Franz miró a Alberto como dudando del estado de su imaginación.
—Querido —dijo Alberto—, me honráis con una mirada que merecería os pidiese reparación.
—Dispuesto estoy a dárosla, querido amigo, si la idea es tan maravillosa como decís.
—Escuchad.
—Escucho.
—¿No hay posibilidad de encontrar carruaje?
—No.
—¿Ni caballos?
—Tampoco.
—¿Pero una carreta bien se podrá encontrar?
—Quizás.
—¿Y un par de bueyes?
—También.
—Pues bien; ésa es la nuestra. Mando adornar la carreta, nos vestimos de segadores napolitanos, y representamos al natural el magnífico cuadro de Leopoldo Robert. Y si la condesa quiere vestirse de campesina de Puzzole o de Sorrento, esto completará la mascarada, y seguramente la condesa es demasiado hermosa para que la tomen por el original de la mujer del niño.
—¡Diantre! —exclamó Franz—, tenéis razón por esta vez, Alberto, y ésa es una idea feliz.
—Y nacional. ¡Ah, señores romanos! ¿creéis que se correrá a pie por vuestras calles como unos lazzaroni, porque no tenéis calesas ni caballos? ¡Pues bien!, ya se inventarán.
—¿Y habéis comunicado a alguien esa estupenda idea?

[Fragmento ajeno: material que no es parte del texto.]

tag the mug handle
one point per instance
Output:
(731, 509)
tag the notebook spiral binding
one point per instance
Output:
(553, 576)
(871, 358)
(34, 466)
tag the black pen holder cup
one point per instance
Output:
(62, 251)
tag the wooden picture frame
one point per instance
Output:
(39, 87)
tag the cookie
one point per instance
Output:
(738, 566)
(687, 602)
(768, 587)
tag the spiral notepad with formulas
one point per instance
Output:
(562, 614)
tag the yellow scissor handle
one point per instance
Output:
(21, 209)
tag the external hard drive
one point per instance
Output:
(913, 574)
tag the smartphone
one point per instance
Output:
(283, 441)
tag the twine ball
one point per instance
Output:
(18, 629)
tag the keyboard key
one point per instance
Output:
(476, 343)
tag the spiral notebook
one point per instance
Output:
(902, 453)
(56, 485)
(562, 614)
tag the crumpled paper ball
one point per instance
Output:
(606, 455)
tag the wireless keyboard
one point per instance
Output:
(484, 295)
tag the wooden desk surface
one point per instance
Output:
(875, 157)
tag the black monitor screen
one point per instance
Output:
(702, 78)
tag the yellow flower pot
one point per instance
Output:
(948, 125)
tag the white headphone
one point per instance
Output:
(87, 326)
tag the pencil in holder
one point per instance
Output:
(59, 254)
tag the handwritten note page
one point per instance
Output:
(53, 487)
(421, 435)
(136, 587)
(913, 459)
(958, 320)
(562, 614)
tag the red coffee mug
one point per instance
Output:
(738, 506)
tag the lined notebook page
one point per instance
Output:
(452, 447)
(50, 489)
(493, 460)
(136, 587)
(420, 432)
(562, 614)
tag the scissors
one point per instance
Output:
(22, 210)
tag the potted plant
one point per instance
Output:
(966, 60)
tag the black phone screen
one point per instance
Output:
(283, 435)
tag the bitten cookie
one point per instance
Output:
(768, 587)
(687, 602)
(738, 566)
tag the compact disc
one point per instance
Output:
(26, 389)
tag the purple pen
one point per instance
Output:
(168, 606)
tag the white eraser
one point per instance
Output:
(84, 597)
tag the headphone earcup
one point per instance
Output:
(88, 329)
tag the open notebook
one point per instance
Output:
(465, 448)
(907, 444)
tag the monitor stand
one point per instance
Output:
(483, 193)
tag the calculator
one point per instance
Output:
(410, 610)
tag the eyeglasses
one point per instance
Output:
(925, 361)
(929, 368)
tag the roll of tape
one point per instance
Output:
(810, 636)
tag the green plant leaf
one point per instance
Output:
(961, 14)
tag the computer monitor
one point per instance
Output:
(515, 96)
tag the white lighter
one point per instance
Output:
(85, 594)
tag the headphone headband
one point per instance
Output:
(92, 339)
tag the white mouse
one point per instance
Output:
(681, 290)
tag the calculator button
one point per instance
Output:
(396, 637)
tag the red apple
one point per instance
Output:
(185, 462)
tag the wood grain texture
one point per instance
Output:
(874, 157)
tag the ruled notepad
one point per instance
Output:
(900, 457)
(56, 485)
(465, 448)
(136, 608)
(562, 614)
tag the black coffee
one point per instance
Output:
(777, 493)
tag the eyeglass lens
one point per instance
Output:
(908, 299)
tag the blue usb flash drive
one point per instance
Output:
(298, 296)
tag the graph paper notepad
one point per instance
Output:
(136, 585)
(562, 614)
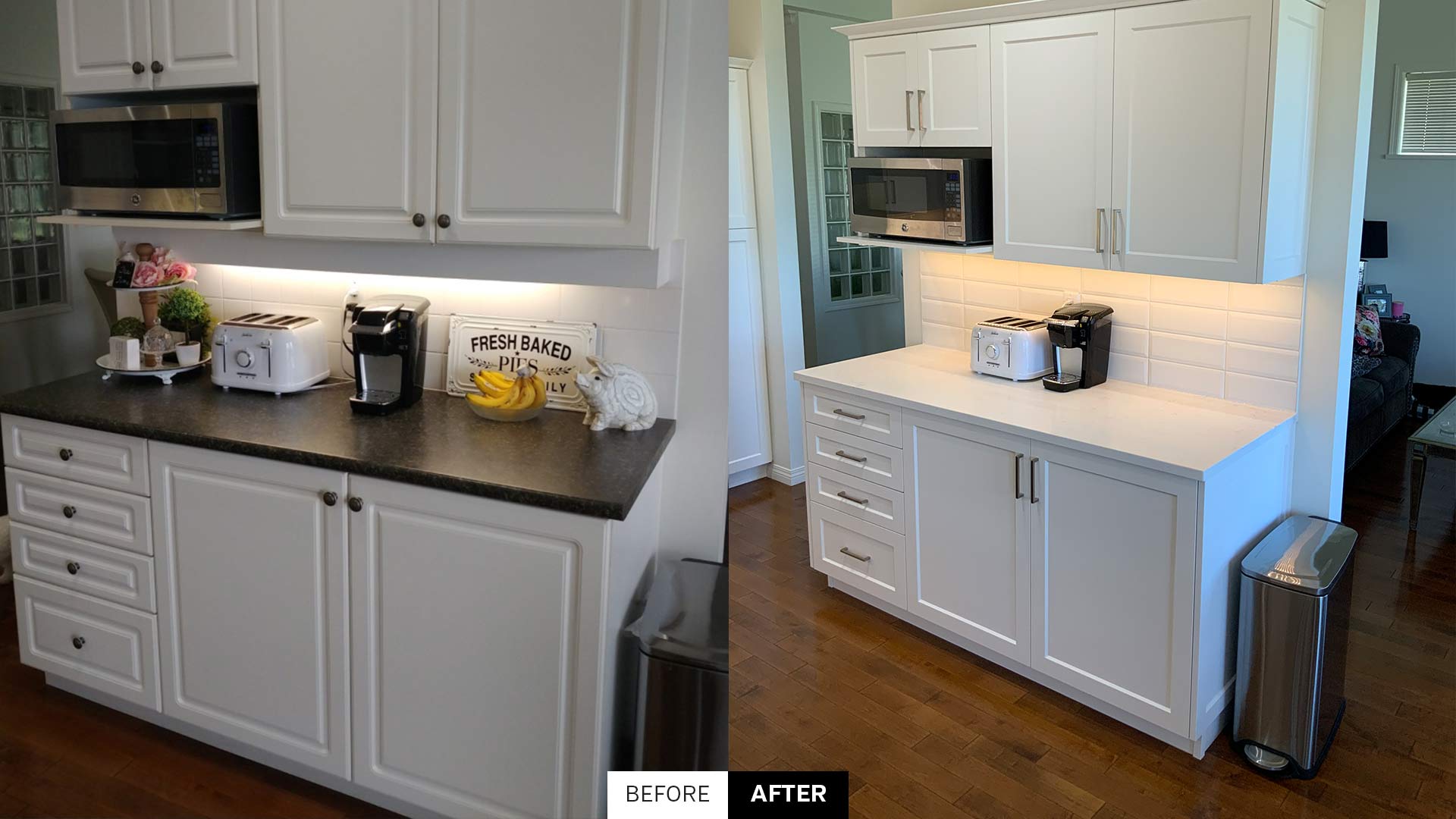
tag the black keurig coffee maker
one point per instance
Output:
(389, 353)
(1079, 327)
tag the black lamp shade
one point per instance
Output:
(1372, 241)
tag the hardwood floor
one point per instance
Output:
(821, 681)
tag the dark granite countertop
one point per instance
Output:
(552, 461)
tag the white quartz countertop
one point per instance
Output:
(1174, 431)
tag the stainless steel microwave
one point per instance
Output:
(946, 200)
(191, 159)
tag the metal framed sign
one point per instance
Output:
(558, 350)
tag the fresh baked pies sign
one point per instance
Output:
(558, 350)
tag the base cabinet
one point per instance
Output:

—Sólo a nuestro huésped. Al entrar le hice subir y le manifesté mis deseos. Me ha asegurado que nada era más fácil. Yo quería dorar los cuernos de los bueyes, pero él ha dicho que para eso se necesitarían tres días, por lo que será preciso pasar sin ese detalle superfluo.
—¿Y dónde está?
—¿Quién?
—Nuestro huésped.
—Ha ido a buscar la carreta, porque mañana sería ya tarde.
—¿De modo que esta misma noche tendremos la contestación?
—Así lo espero.
En este momento la puerta se abrió y maese Pastrini asomó la cabeza.
—¿Se puede entrar? —dijo.
—¡Pues claro! —exclamó Franz.
—¡Y bien! —dijo Alberto—. ¿Habéis encontrado la carreta y los bueyes?
—He encontrado algo mejor que eso —respondió con aire ufano.
—¡Ah!, mi querido huésped, andad con tiento en lo que decís.
—Confíe vuestra excelencia en mí —dijo maese Pastrini.
—Pero, en fin, ¿qué hay? —exclamó Franz a su vez.
—¿Ya sabéis —dijo el posadero— que el conde de Montecristo vive en este mismo piso…?
—Ya lo creo —dijo Alberto—, puesto que gracias a él no hemos podido alojarnos sino como dos estudiantes en la calle de Saint Nicolas-du-Charnedot.